That weakness was underlined by an official data release on Friday that showed China again teetered on the edge of deflation last month, with the consumer price index unchanged year on year in September. The producer price index, which measures the price of goods sold by manufacturers, declined 2.5 per cent year on year.

Both inflation metrics were marginally weaker than forecasts from analysts polled by Reuters. In August the CPI rose just 0.1 per cent, up from negative territory the month before, while the PPI contracted 3 per cent.

Trade data also released on Friday provided better news for policymakers. China’s exports fell 6.2 per cent in September compared with the previous year, an improvement from August’s decline of 8.8 per cent and beating analyst expectations of a 7.6 per cent contraction.

Imports in September also shed 6.2 per cent, better than the previous month’s 7.3 per cent decline but slightly missing expectations. The country’s trade balance for the month was $77.71bn, up from $68.36bn in August.

The proposed stabilisation fund comes as Beijing has strengthened efforts to shore up the country’s languishing stock market and staunch capital outflows. This week, authorities launched the first purchasing programme targeting top banks’ shares since the global financial crisis and barred brokers from opening offshore trading accounts for domestic investors.

The sovereign wealth fund Central Huijin, which bought the bank shares, promised to keep purchasing them in the next six months.

Despite these efforts, China’s benchmark CSI 300 index of Shanghai- and Shenzhen-listed stocks is down about 1 per cent this week and lost more than 10 per cent in dollar terms year to date in the face of persistent foreign investor outflows.

The stabilisation fund would aim to rekindle entrepreneurial enthusiasm and spur new listings, creating a virtuous cycle that would lift domestic confidence in the economy, said one of the people familiar with the plan. This would also raise the availability of risk capital, the person added.

“We need a stock market boom to make households wealthier so they can spend more,” said the government adviser.

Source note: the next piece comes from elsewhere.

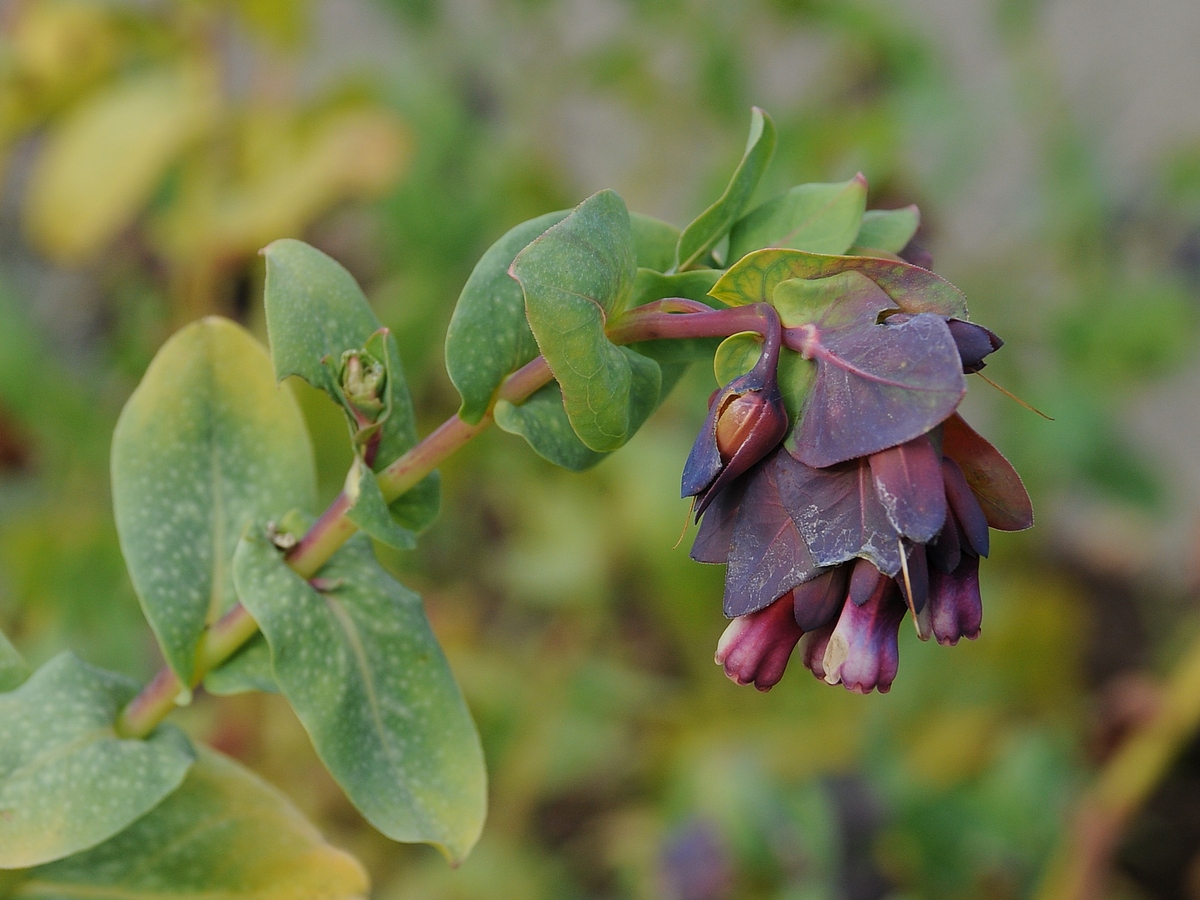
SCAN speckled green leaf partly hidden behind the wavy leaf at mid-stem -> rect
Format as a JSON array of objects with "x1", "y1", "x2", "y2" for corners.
[{"x1": 445, "y1": 210, "x2": 569, "y2": 425}]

Chinese policymakers argue that the economy is resilient and on track to meet the official gross domestic product target this year of 5 per cent, the lowest in decades. The country is set to release third-quarter GDP growth figures next week.

Zou Lan, head of the monetary policy department at the People’s Bank of China, said on Friday that the central bank was closely watching the effectiveness of the steps it had taken, which include cuts to lending and mortgage rates, and that it had ample policy room to counter the economic challenges.

But analysts say that while the economy is showing signs of steadiness after a weak second quarter, the recovery is fragile, and policymakers have released a stream of only piecemeal support.

“CPI inflation at zero indicates the deflationary pressure in China is still a real risk to the economy,” said Zhiwei Zhang, chief economist at Pinpoint Asset Management. “The recovery of domestic demand is not strong without a significant boost from fiscal support.”